Are liquid calories optimal for increasing muscle mass? Given two nearly identical meals where one is solid and the other is the blended up liquid version, would there be differing outcomes on hypertrophy? The only consideration that I can think of is how quickly protein gets absorbed. More fiber, volume, and time taken with the food that you are eating will make protein absorb slower. There are advantages to both fast and slow digestion though, so it feels like a moot point.

DeeV makes a good point in bringing up the need for the liquid calories in the first place. How much of a surplus are you aiming for? How much weight are you gaining?
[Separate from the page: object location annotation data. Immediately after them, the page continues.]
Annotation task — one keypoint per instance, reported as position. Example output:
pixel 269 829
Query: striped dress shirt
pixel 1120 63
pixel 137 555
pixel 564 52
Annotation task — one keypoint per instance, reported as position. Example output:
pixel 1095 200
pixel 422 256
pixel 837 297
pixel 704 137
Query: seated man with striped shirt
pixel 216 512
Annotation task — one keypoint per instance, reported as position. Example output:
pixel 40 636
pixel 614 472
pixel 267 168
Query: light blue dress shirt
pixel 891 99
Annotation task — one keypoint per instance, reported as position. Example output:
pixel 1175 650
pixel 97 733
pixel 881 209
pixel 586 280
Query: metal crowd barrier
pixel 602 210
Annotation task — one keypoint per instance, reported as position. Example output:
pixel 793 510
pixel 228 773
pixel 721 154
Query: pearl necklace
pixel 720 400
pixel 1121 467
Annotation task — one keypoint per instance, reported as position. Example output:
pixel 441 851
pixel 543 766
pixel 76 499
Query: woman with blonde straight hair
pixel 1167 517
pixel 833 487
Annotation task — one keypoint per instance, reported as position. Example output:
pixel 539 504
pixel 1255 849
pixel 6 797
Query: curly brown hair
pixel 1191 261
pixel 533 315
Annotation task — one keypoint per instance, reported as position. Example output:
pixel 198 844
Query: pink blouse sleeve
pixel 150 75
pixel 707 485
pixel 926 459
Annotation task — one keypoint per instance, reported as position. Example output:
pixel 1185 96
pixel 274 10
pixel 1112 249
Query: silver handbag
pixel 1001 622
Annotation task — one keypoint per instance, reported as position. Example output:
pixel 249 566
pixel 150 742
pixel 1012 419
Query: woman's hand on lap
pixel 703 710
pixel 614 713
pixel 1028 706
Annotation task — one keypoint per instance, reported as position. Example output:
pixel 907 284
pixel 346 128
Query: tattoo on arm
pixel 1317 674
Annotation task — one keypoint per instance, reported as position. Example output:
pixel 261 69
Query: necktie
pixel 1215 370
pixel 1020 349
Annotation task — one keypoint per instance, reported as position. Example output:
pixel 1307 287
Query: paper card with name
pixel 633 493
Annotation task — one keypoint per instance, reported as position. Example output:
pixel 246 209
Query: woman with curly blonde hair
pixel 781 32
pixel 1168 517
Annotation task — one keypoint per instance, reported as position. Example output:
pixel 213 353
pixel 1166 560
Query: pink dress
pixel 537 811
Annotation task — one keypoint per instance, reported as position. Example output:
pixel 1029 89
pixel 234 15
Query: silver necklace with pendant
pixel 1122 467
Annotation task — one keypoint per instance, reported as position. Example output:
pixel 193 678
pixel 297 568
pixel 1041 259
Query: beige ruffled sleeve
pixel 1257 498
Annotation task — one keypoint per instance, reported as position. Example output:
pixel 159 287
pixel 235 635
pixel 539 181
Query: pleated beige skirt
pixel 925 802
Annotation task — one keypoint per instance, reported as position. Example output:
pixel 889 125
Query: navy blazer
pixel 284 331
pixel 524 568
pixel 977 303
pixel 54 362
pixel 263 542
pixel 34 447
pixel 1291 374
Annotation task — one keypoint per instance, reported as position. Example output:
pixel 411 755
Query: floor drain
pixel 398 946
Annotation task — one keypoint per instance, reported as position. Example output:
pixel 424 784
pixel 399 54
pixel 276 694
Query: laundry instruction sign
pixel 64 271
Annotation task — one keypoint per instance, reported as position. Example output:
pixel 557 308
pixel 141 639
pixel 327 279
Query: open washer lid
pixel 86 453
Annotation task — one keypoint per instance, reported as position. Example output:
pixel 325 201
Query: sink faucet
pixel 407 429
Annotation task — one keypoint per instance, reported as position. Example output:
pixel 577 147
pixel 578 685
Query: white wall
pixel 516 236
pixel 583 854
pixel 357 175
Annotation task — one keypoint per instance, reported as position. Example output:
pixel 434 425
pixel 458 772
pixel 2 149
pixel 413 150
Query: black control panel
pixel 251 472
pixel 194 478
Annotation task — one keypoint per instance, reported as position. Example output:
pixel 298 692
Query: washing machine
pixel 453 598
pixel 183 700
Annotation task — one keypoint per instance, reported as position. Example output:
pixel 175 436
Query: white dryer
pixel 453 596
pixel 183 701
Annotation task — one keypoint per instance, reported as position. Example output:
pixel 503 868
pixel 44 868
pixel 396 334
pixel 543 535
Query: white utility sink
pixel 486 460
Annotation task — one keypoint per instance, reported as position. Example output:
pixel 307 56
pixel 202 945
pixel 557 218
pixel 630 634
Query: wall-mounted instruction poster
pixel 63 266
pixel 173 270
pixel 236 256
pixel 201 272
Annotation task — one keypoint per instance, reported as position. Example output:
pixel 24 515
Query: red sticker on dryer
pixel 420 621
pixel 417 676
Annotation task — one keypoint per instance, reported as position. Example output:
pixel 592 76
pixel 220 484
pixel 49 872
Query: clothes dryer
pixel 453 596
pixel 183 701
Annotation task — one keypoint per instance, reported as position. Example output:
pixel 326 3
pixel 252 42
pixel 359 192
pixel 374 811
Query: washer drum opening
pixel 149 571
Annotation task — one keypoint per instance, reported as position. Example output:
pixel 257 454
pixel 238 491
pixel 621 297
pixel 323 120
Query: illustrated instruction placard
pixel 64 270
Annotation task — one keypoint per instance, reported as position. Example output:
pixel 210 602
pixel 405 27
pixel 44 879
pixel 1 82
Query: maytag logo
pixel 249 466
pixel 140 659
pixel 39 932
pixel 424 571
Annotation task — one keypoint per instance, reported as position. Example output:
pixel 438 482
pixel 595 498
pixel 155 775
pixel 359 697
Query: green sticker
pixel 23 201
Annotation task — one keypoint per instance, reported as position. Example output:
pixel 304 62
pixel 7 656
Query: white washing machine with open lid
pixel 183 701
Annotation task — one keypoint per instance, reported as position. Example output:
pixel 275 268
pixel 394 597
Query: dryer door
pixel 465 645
Lyle McDonald infamously proposed a model of muscle growth that feels too high for the vast majority of lifters, suggesting that people can gain 22.5-45 lbs (10-20 kg) of muscle in their first four years. Looking at the higher end of that range I extrapolated this chart https://imgur.com/hMryOOl it would seem that gaining more than 2.5 pounds per month when you first start will guarantee fat gain. The 2.5 lbs per month is hardly guaranteed, but given that it’s a best case scenario, you will probably be gaining less muscle. In general I wouldn’t recommend trying to gain more than two pounds (1kg) per month. That’s roughly a 233 calorie surplus every day. Your body may adapt with time however meaning that what once was a surplus no longer is and therefore calories need to be raised even higher to continue to gain weight.